A key facet of liberal education is a curriculum set by faculty rather than one chosen by students. Students must form their judgment before they are granted the power of choice. But this set curriculum, despite an initial appearance of taking away freedom, sets up its students for a course of free learning. Liberal education provides freedom through the student’s ability to ponder the subject at hand through a teacher-guided discussion, commonly referred to as Socratic questioning. Unencumbered by the distraction of making choices about curriculum, students are free to inquire into the text at hand.

For Brann, the purpose of education is the development of the soul through inquiry and reflection. Students learn by asking questions. They learn not principally from the answers they receive but by the probing questions they ask. Asking questions displays a sense of wonder and humility. By asking vital questions of “how” and “why,” students are forced to realize where their knowledge is lacking and demonstrate that they are willing to fill gaps in their understanding.

An integral part of the set curriculum is the Great Books. To be sure, any book can be read, but literature that has withstood the test of time is the best starting point for liberal education. Before the Great Books, faculty and students join together in shared inquiry. Though they are the more experienced learners, Brann insists that faculty must join in inquiry alongside students.

By reading books that have been distinguished as excellent, students will learn what separates what is good from what is truly great. The capacity to make this distinction will shape future judgments throughout all aspects of their life. “Real choice depends on knowledgeable judgment, and such judgment comes after education, not before it.”
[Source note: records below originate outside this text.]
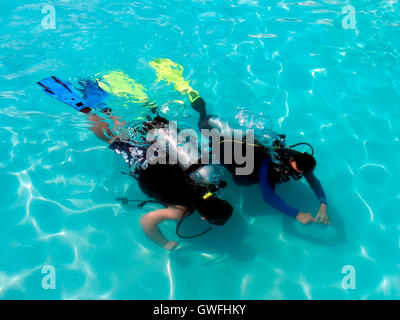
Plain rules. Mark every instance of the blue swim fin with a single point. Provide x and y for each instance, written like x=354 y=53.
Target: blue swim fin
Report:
x=62 y=91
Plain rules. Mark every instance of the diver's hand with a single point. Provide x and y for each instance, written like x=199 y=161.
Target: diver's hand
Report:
x=305 y=217
x=322 y=216
x=171 y=245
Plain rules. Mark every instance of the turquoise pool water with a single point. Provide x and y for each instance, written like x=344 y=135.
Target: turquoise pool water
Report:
x=313 y=78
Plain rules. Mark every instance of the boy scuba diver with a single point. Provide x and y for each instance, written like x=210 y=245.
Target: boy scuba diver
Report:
x=288 y=164
x=172 y=185
x=270 y=166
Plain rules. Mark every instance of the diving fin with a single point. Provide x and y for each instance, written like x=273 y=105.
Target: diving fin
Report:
x=61 y=90
x=121 y=85
x=172 y=72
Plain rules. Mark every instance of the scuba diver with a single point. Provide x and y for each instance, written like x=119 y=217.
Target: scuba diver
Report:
x=273 y=164
x=181 y=188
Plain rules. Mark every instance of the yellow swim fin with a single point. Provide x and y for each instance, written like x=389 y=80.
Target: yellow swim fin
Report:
x=172 y=72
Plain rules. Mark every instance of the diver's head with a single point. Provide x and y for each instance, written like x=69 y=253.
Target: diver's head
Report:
x=215 y=210
x=302 y=162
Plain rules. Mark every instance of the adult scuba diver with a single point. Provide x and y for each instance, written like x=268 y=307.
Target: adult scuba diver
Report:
x=181 y=188
x=272 y=164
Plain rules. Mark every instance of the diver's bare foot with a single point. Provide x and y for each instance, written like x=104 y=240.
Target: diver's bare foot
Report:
x=170 y=245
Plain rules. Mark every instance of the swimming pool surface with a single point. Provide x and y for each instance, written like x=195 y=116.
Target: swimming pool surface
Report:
x=295 y=64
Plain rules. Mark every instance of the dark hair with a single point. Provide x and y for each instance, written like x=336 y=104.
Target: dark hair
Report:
x=305 y=162
x=215 y=210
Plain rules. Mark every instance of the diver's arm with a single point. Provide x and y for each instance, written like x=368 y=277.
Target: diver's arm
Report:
x=150 y=221
x=269 y=194
x=276 y=201
x=315 y=184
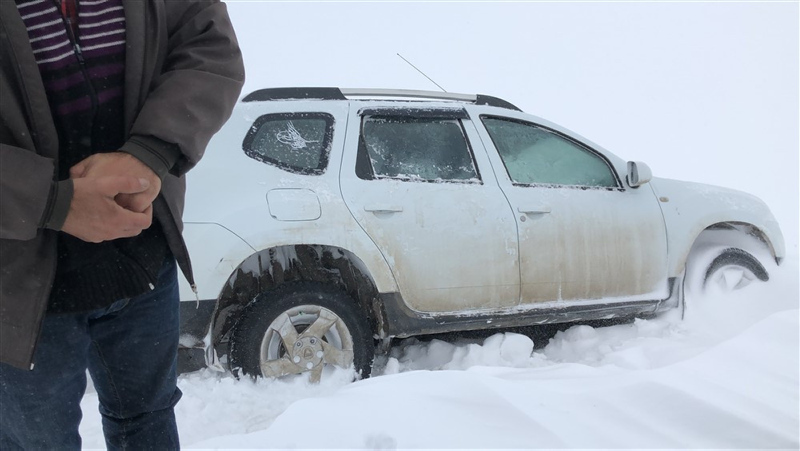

Brann views books as a microcosm of the wider world. By learning to read books, students explore and discern all that surrounds them. They learn about pain and hardship, joy and excitement. They learn how people interact, and they dissect the hidden thoughts and inner motives of other people. Finally, they learn to encounter great, difficult things on their own ground and work their way through them.

The Great Books, Socratic dialogue, a set curriculum, and the firm conviction that education undertaken liberally is an end in itself distinguish liberal education from utilitarian forms of education. Brann’s vision does not exist only at St. John’s College — these elements separate small liberal arts colleges from the utilitarian education of their competitors throughout the country. Despite their minority position in the field of education, Brann urges these liberal arts colleges to continue to provide an education in which students pursue learning for its own sake.

In a time that prizes vocational training, on the one hand, and indoctrination masquerading as education, on the other, Eva Brann’s writings can help readers recapture a vision of education that is truly free — free from utilitarian concerns, and a good in itself.

Ian Lindquist is a Fellow at the Ethics and Public Policy Center. This overview of Eva Brann is based on his in-depth interview with Hillsdale College’s K-12 program.


Ian Lindquist was a fellow at the Ethics and Public Policy Center.